In the new Doctor Who, aliens, bombs and errant Hoovers are often talked into finding their inner humanity and then renouncing their evil intentions.

 Actually, this would work if the writer had set up a weakness early on in the story that could be exploited in that way. You can pull absolutely anything out of the hat to solve a problem if it has been seeded properly. But in Doctor Who it often isn’t done, and so counselling the bomb looks like sentimental rubbish and the last resort of a writer who couldn’t think of anything better. Sir Terry Pratchett calls it makeitupasyougalongeum in his guest blog post on SFX. (He also points out that in more academic circles it is known as deus ex machina.)
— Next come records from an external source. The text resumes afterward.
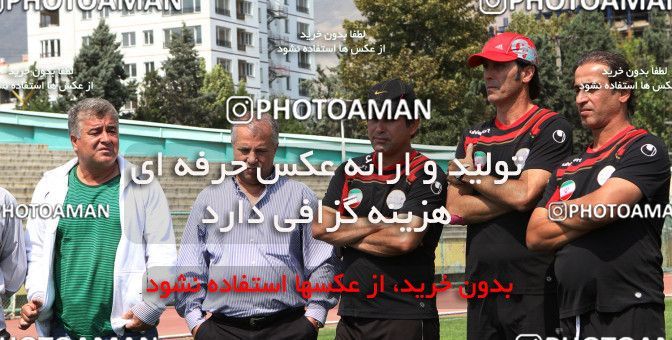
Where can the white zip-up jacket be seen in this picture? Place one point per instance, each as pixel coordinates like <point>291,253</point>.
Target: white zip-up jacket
<point>147,245</point>
<point>12,252</point>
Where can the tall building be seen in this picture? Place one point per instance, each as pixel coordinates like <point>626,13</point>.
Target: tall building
<point>626,21</point>
<point>242,36</point>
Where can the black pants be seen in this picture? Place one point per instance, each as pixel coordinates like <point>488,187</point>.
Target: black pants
<point>294,328</point>
<point>636,322</point>
<point>351,328</point>
<point>495,317</point>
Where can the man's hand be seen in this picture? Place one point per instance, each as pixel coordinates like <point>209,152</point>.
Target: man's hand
<point>29,313</point>
<point>314,322</point>
<point>195,330</point>
<point>134,324</point>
You might say that I shouldn’t take these things so seriously. In that case, I urge you to look at the climax of GalaxyQuest. Although it’s a spoof, it played fair by the audience. The crew dragged a magnetic minefield behind the ship and tricked the enemy to wander into it. It was properly set up – earlier in the story we saw them have a tricky encounter with the minefield. It wasn’t plucked out of the vacuum as a thing they’d suddenly found and could use.

(This reuse of ideas seeded earlier is called reincorporation. It’s extremely satisfying and you can find more on it here.)

 In Doctor Who, makeitupasyougalongeum surfaces in another guise: ‘get out the sonic screwdriver’.

The sonic screwdriver can get the Doc out of any hotspot if convenient. Some producers of earlier series minimized its use, because they didn’t want a gadget that could cure all. But now it’s a magic wand that writers can wave to solve any problem. Handily, they have it malfunction or make up new characteristics for it when they want the problem to last a while longer. Eg in Silence in the Library it apparently won’t open a door made of wood. I bet it’s opened plenty in the past.

 The first rule of magical or powerful devices is to give them boundaries but this has none. What the sonic screwdriver can do is entirely governed by what is convenient for the writers in each episode.

 As I’ve said, I love Doctor Who and regard it as essential brain food for creatives, young and old. But often it is plying audiences with major story cheats – ones that Hollywood movies, for instance, wouldn’t allow. Hollywood storytelling may sometimes push obvious buttons, but its principles are underpinned by what we respond to as intelligent life forms. We don’t like fudged explanations and we snigger at plonkers.

It’s kind of a law of the universe. Yo, don’t mess with that, Doctor.

 Do you have any examples of makeitupasyougalongeum or Kanye West Doctor Who? Share them here!